Verifying F_5[x]/(x^4+1) is a Field

[T-O7]

So my job is to find a field with $$5^4$$ elements, and I know i can construct one by considering something of the form: $$F_5[x]/(x^4+bx^3+cx^2+1)$$. So I thought i'd just consider this one:

$$F_5[x]/(x^4+1)$$

The problem is I'm not sure how to verify that this is indeed a field, i.e. I'm having trouble showing that a general non-zero element (which is of the form $$a+ b\alpha+c\alpha^2+d\alpha^3$$) has an inverse. Does anyone know what to do?

 

[shmoe]

Your polynomial is not irreducible in $$F_{5}[x]$$, you might want to try another.

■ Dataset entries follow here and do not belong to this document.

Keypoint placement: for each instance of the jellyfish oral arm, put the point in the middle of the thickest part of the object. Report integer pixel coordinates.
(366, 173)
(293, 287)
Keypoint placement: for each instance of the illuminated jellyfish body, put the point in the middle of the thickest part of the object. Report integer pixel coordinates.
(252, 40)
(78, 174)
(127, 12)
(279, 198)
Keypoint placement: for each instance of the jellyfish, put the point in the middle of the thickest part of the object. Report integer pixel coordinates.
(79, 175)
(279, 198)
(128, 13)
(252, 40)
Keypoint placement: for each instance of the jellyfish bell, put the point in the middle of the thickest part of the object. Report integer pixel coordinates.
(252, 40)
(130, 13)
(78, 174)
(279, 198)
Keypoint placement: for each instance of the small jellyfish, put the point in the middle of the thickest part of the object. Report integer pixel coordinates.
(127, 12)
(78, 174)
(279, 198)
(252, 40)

Also, why are you forcing the constant term of your polynomial to be 1? Was that a typo?

 

[HallsofIvy]

I was under the impression that every finite field was isomorphic to Z_p for some prime p and so must have a prime number of elements.

 

[shmoe]

Every finite field has prime power order and for every prime power there's a unique finite field of that order.

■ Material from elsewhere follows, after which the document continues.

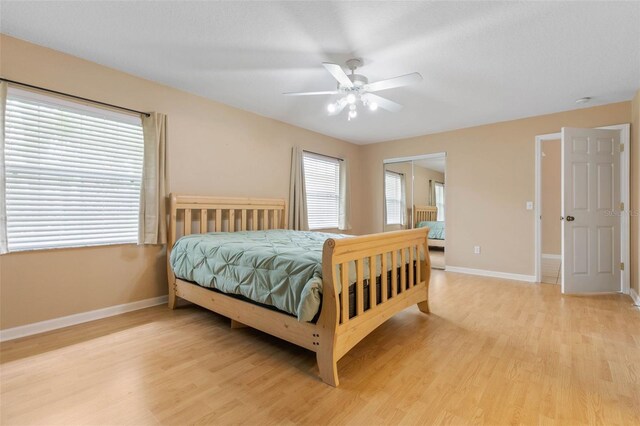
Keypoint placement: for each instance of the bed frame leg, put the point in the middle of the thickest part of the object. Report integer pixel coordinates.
(172, 298)
(328, 366)
(424, 307)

One way to show the is a finite field of order p^n is to consider the splitting field of $$x^{p^n}-x$$ over $$F_{p}$$, uniqueness follows pretty easily. This doesn't give much info on the structure of the field though, so if you want to actually do some computations in it, you want a more explicit construction, such as finding an irreducible polynomial of degree n in $$F_{p}[x]$$. The corresponding ideal will be prime, so the quotient group will be an integral domain and hence a field since it's finite.

 

[T-O7]

Okay, thanks a lot. I was originally trying to use some proposition in my book involving monic polynomials, which is why i had a 1 leading coefficient in the ideal. So now my problem reduces down to finding a quartic polynomial that is irreducible over $$F_5[x]$$. Now, you said earlier that $$x^4+1$$ is not irreducible over $$F_5[x]$$. Why not? The polynomial doesn't have any zeros over this field, does it?

 

[shmoe]

Having no zeros only implies irreducible if it's degree 3 or 2. Your quartic could still factor into irredcible quadratics. Can you factor $$y^2+1$$ over $$F_5$$?

 

[HallsofIvy]

Ah- a power of a prime. I knew I was forgetting something!

 

[T-O7]

Hmm...so how exactly can I find an irreducible quartic polynomial over $$F_5[x]$$?

 

[shmoe]

My query about the 1 in $$(x^4+bx^3+cx^2+1)$$ was a hint. Starting with the simplest 4th degree polynomials was a fine idea, and you know you need a non-zero constant term, so try $$x^4+d$$ for the various options of d.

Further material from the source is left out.